Bir Şehir Kurmak: Ankara 1923-1933
Ali Cengizkan ve Müge Cengizkan’ın küratörlüğünde, Vehbi Koç Vakfı kuruluşunun 50. yılı kapsamında hazırlanan “Bir Şehir Kurmak: Ankara 1923-1933’’ sergisi; profesyonelleri, araştırmacıları ve öğrencileri “yeni Ankara’’yı görmeye çağırıyor.
Vehbi Koç Vakfı’nın kuruluşunun 50. yılı kapsamında, Koç Üniversitesi Vehbi Koç Ankara Araştırmaları Uygulama ve Araştırma Merkezi (VEKAM) tarafından, Ali Cengizkan ve Müge Cengizkan’ın küratörlüğünde düzenlenen “Bir Şehir Kurmak: Ankara 1923 – 1933” adlı sergi, 12 Ocak 2020 tarihine kadar CerModern’de ziyaret edilebilecek.
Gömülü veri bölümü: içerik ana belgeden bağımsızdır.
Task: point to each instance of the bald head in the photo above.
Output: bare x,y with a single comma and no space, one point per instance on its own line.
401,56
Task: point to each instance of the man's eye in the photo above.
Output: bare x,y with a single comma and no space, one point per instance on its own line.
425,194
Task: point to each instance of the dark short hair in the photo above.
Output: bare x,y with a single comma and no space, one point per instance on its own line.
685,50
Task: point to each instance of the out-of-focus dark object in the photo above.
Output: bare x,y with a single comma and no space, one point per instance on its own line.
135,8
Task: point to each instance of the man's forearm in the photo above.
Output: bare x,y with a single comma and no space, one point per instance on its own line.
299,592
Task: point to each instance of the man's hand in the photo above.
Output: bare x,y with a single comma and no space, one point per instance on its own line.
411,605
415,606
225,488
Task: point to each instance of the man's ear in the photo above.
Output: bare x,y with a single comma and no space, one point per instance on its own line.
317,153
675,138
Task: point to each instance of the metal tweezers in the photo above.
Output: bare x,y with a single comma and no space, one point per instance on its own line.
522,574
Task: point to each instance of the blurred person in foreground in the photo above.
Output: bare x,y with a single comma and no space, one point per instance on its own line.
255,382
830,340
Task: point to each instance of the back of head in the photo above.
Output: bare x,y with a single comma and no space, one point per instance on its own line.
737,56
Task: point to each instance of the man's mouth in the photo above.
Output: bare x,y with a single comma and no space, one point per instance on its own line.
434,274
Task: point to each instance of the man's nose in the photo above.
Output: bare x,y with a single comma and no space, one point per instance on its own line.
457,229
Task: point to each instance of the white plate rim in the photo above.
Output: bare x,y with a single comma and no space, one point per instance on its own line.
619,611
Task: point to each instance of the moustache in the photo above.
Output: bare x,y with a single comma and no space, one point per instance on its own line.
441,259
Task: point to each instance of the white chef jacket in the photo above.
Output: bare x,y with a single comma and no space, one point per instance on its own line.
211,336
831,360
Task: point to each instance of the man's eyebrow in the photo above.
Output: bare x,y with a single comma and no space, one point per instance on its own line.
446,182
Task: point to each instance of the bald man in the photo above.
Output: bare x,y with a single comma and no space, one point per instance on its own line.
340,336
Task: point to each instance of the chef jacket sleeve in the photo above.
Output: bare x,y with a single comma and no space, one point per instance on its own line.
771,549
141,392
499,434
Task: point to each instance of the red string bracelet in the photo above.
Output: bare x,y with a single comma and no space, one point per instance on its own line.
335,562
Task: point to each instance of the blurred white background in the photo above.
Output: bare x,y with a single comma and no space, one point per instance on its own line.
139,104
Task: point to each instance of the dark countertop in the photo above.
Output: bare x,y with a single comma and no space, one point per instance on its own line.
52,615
Bir araştırma projesi olarak, şehrin modern tarihine katkıda bulunmayı ve bir “Ankara Şehir Müzesi” kurma düşüncesini tetiklemeyi hedefleyen sergi, Ankara’nın başkent olarak kuruluşunun ilk 10 yılındaki yapılaşma, modernleşme ve Yenişehir’in kurulum tarihine yakından bakıyor. Bu, aynı zamanda “moderne beş kala” barınma kültürüne bakma tarihidir. Sergide, 20. yüzyılın ilk çeyreğinde, savaş yorgunu bir ülkede “yeni” bir “şehrin” nasıl kurulduğu, Cumhuriyetin 10. yılına kadar ortaya konan irade ve olgularla birlikte ele alınıyor.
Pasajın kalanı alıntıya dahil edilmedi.